Les parents peuvent saisir le juge aux affaires familiales afin de faire homologuer la convention par laquelle ils organisent les modalités d'exercice de l'autorité parentale et fixent la contribution à l'entretien et à l'éducation de l'enfant. Le juge homologue la convention sauf s'il constate qu'elle ne préserve pas suffisamment l'intérêt de l'enfant ou que le consentement des parents n'a pas été donné librement.
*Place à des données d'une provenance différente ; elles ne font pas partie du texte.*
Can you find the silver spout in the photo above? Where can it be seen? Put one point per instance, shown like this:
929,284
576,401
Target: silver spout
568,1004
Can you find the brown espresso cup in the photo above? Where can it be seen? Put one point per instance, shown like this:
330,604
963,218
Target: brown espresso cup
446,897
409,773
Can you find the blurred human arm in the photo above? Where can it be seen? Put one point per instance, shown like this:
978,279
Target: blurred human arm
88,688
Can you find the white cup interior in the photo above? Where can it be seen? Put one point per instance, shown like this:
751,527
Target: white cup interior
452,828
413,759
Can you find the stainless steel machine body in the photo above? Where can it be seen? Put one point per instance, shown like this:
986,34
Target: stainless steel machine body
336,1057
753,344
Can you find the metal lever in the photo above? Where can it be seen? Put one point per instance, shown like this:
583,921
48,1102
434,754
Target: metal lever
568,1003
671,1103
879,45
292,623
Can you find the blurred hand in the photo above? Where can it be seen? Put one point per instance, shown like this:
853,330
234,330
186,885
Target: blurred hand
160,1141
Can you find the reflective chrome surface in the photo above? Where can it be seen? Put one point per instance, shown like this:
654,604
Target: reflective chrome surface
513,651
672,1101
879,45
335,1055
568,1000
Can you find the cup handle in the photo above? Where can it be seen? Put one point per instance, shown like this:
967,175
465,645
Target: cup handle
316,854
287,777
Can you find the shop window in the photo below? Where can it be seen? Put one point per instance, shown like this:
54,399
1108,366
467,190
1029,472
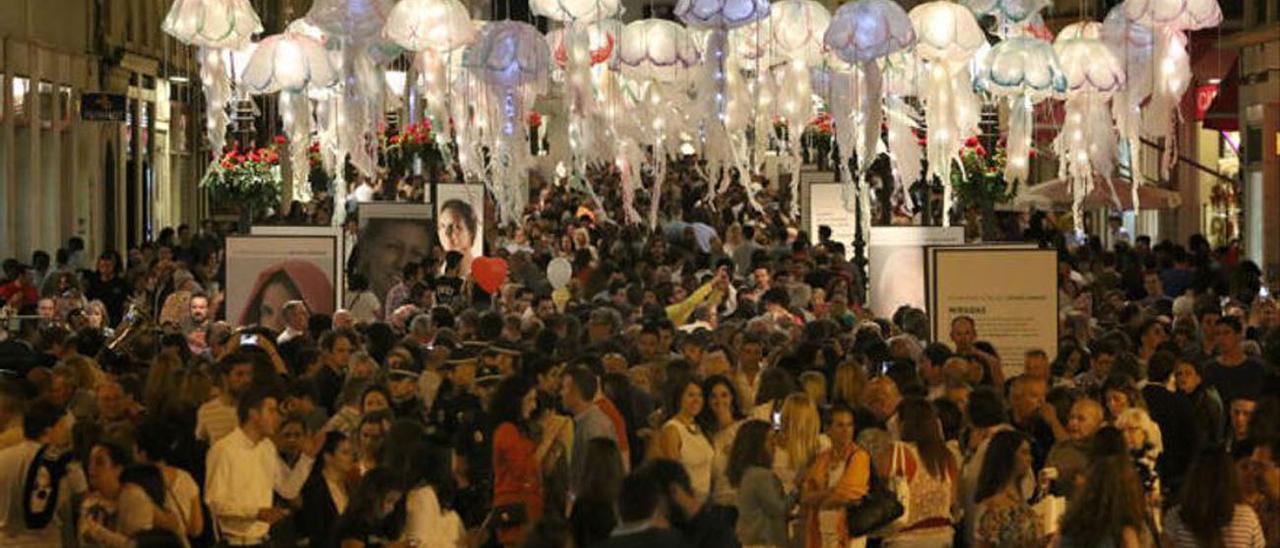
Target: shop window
68,105
21,86
45,94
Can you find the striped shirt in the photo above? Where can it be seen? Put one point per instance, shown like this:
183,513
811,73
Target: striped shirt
1243,531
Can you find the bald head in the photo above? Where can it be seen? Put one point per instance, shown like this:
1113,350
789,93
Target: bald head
1086,419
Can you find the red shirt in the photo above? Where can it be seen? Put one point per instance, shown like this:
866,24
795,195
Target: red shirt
620,425
516,479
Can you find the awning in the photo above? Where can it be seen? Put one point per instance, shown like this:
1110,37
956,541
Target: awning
1224,113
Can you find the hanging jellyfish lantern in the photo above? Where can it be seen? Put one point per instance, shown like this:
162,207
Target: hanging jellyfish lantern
512,62
860,35
947,39
796,30
1086,144
1024,71
215,27
657,55
1011,16
432,28
291,64
717,17
1169,22
1133,44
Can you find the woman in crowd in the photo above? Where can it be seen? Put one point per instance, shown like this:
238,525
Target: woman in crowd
375,514
1109,510
118,506
721,419
1211,510
682,441
837,478
327,492
592,517
516,473
1210,416
762,505
429,520
156,446
922,457
799,441
1002,517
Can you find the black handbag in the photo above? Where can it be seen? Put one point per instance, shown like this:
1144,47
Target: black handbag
877,508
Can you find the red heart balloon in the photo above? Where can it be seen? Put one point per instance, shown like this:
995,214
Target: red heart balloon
489,273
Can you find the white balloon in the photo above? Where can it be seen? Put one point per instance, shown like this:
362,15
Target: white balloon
558,272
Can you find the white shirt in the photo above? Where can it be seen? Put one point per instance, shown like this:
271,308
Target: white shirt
428,524
240,479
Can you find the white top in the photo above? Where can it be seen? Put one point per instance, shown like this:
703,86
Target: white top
364,306
696,455
428,524
179,496
240,479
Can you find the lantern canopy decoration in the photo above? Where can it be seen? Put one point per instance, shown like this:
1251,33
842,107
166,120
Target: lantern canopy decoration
658,56
1169,21
215,27
433,28
1087,140
860,35
947,39
1024,71
291,63
512,63
429,24
796,30
1133,45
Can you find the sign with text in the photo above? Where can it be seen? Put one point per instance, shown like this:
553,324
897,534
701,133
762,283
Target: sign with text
896,268
1009,291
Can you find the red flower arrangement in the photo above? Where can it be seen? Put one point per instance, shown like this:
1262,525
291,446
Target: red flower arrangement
248,177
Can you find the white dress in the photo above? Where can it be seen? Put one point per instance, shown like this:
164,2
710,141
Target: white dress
429,525
696,455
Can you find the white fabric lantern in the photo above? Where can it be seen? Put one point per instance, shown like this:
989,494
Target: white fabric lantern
1025,71
288,62
576,10
947,37
215,27
1169,21
437,24
1087,141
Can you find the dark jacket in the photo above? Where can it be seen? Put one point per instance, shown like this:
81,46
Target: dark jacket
647,538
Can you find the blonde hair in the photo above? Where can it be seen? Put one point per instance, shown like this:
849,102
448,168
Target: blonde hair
816,386
800,429
163,380
848,386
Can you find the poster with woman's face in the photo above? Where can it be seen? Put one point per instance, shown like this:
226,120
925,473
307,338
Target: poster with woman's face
391,237
461,220
265,272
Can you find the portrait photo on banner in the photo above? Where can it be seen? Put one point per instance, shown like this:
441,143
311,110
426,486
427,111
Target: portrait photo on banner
391,236
266,272
461,227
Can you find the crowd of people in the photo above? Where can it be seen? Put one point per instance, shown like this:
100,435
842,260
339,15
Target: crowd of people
714,383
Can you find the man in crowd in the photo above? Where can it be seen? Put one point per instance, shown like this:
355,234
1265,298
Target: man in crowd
245,470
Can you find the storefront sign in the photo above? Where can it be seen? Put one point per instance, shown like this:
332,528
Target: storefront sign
1009,291
103,106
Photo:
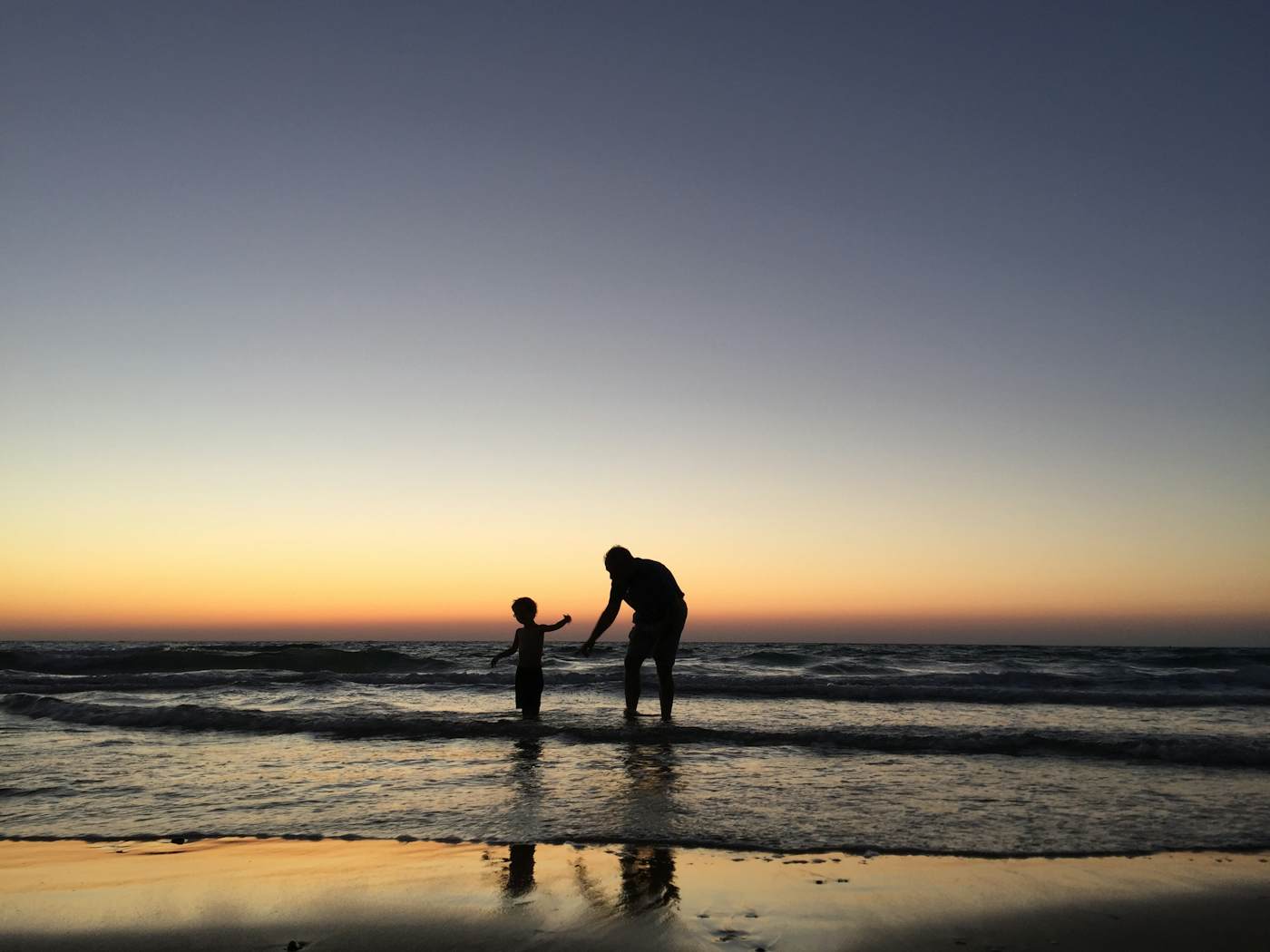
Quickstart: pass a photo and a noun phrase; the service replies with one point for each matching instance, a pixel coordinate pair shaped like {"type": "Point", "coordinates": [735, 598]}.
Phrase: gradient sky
{"type": "Point", "coordinates": [346, 313]}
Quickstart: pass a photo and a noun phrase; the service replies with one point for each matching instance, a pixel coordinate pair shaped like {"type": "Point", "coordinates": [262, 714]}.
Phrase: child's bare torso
{"type": "Point", "coordinates": [531, 646]}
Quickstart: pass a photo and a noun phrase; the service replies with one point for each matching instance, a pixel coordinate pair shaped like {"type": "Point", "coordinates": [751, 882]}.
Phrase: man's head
{"type": "Point", "coordinates": [524, 609]}
{"type": "Point", "coordinates": [619, 561]}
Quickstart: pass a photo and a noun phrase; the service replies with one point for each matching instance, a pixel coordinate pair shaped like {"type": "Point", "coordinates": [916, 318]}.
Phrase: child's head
{"type": "Point", "coordinates": [524, 609]}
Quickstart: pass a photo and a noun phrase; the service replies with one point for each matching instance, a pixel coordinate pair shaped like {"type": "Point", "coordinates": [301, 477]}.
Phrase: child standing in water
{"type": "Point", "coordinates": [529, 665]}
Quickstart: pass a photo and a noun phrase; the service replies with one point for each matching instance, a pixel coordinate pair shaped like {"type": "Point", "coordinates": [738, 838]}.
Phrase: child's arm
{"type": "Point", "coordinates": [501, 656]}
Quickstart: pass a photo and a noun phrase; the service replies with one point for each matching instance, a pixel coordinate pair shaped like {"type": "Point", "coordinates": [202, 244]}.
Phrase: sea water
{"type": "Point", "coordinates": [895, 748]}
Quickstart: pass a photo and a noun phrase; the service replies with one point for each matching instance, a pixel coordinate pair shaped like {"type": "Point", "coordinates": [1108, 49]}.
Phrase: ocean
{"type": "Point", "coordinates": [981, 751]}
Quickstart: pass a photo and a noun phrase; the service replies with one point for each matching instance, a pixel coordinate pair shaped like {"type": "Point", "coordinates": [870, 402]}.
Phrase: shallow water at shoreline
{"type": "Point", "coordinates": [254, 751]}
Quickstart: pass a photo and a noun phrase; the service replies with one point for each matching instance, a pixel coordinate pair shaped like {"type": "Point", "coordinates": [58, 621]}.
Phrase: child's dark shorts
{"type": "Point", "coordinates": [529, 689]}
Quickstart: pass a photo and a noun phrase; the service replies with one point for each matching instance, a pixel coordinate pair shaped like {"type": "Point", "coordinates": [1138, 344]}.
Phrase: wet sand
{"type": "Point", "coordinates": [253, 894]}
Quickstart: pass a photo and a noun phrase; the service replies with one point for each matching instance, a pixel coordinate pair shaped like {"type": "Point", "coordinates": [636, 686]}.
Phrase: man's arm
{"type": "Point", "coordinates": [501, 656]}
{"type": "Point", "coordinates": [606, 618]}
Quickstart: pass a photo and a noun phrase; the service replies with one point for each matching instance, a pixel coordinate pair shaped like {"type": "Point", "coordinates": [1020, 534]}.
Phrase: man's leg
{"type": "Point", "coordinates": [664, 653]}
{"type": "Point", "coordinates": [632, 669]}
{"type": "Point", "coordinates": [666, 687]}
{"type": "Point", "coordinates": [637, 651]}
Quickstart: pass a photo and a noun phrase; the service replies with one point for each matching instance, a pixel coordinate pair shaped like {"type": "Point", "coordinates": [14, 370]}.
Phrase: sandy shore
{"type": "Point", "coordinates": [249, 894]}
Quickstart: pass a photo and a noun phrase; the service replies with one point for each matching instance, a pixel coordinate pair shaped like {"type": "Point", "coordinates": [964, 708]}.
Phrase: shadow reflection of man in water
{"type": "Point", "coordinates": [648, 872]}
{"type": "Point", "coordinates": [529, 790]}
{"type": "Point", "coordinates": [520, 869]}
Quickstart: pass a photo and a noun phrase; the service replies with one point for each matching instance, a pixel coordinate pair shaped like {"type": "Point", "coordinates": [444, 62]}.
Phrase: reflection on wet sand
{"type": "Point", "coordinates": [520, 869]}
{"type": "Point", "coordinates": [645, 872]}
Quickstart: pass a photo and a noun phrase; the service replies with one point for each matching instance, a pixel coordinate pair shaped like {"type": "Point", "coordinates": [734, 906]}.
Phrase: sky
{"type": "Point", "coordinates": [343, 316]}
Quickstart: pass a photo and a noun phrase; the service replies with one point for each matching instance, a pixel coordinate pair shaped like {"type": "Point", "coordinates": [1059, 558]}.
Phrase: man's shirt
{"type": "Point", "coordinates": [650, 590]}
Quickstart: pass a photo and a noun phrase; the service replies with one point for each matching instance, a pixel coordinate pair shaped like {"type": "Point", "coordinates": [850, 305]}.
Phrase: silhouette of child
{"type": "Point", "coordinates": [529, 665]}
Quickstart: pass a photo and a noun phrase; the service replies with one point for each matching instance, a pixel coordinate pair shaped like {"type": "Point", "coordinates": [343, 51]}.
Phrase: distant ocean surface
{"type": "Point", "coordinates": [897, 748]}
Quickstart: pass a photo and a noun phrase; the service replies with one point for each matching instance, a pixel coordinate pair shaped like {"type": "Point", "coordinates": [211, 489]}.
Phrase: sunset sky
{"type": "Point", "coordinates": [334, 315]}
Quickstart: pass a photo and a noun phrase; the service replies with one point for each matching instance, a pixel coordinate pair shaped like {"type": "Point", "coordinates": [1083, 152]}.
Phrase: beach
{"type": "Point", "coordinates": [263, 894]}
{"type": "Point", "coordinates": [387, 796]}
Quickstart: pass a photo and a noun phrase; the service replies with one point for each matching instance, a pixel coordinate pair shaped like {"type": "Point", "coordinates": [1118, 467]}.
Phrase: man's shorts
{"type": "Point", "coordinates": [659, 640]}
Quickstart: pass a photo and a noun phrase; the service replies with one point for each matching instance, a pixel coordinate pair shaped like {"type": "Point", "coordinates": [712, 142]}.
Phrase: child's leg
{"type": "Point", "coordinates": [532, 694]}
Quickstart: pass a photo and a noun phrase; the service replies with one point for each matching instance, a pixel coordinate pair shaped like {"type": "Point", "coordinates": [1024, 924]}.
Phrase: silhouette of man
{"type": "Point", "coordinates": [660, 615]}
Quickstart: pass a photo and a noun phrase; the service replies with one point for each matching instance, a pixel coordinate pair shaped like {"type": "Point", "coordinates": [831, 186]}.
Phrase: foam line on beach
{"type": "Point", "coordinates": [864, 850]}
{"type": "Point", "coordinates": [1194, 749]}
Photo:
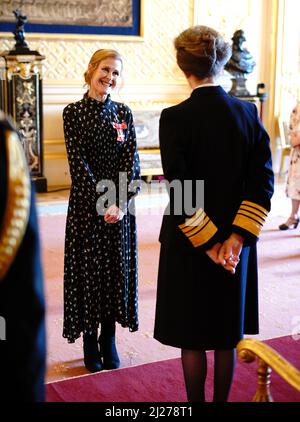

📄 Article 373-2-6 du Code civil

Le juge du tribunal judiciaire délégué aux affaires familiales règle les questions qui lui sont soumises dans le cadre du présent chapitre en veillant spécialement à la sauvegarde des intérêts des enfants mineurs. Le juge peut prendre les mesures permettant de garantir la continuité et l'effectivité du maintien des liens de l'enfant avec chacun de ses parents. Il peut notamment ordonner l'interdiction de sortie de l'enfant du territoire français sans l'autorisation des deux parents. Cette interdiction de sortie du territoire sans l'autorisation des deux parents est inscrite au fichier des personnes recherchées par le procureur de la République. Il peut également, en cas de désaccord entre les parents sur l'exercice du droit à l'image de l'enfant, interdire à l'un des parents de diffuser tout contenu relatif à l'enfant sans l'autorisation de l'autre parent. Il peut, même d'office, ordonner une astreinte pour assurer l'exécution de sa décision. Si les circonstances en font apparaître la nécessité, il peut assortir d'une astreinte la décision rendue par un autre juge ainsi que l'accord parental constaté dans l'un des titres mentionnés aux 1° et 2° du I de l' article 373-2-2 . Les dispositions des articles L. 131-2 à L. 131-4 du code des procédures civiles d'exécution sont applicables. Il peut également, lorsqu'un parent fait délibérément obstacle de façon grave ou renouvelée à l'exécution de l'un des titres mentionnés aux 1° à 6° du I de l'article 373-2-2, le condamner au paiement d'une amende civile d'un montant qui ne peut excéder 10 000 €.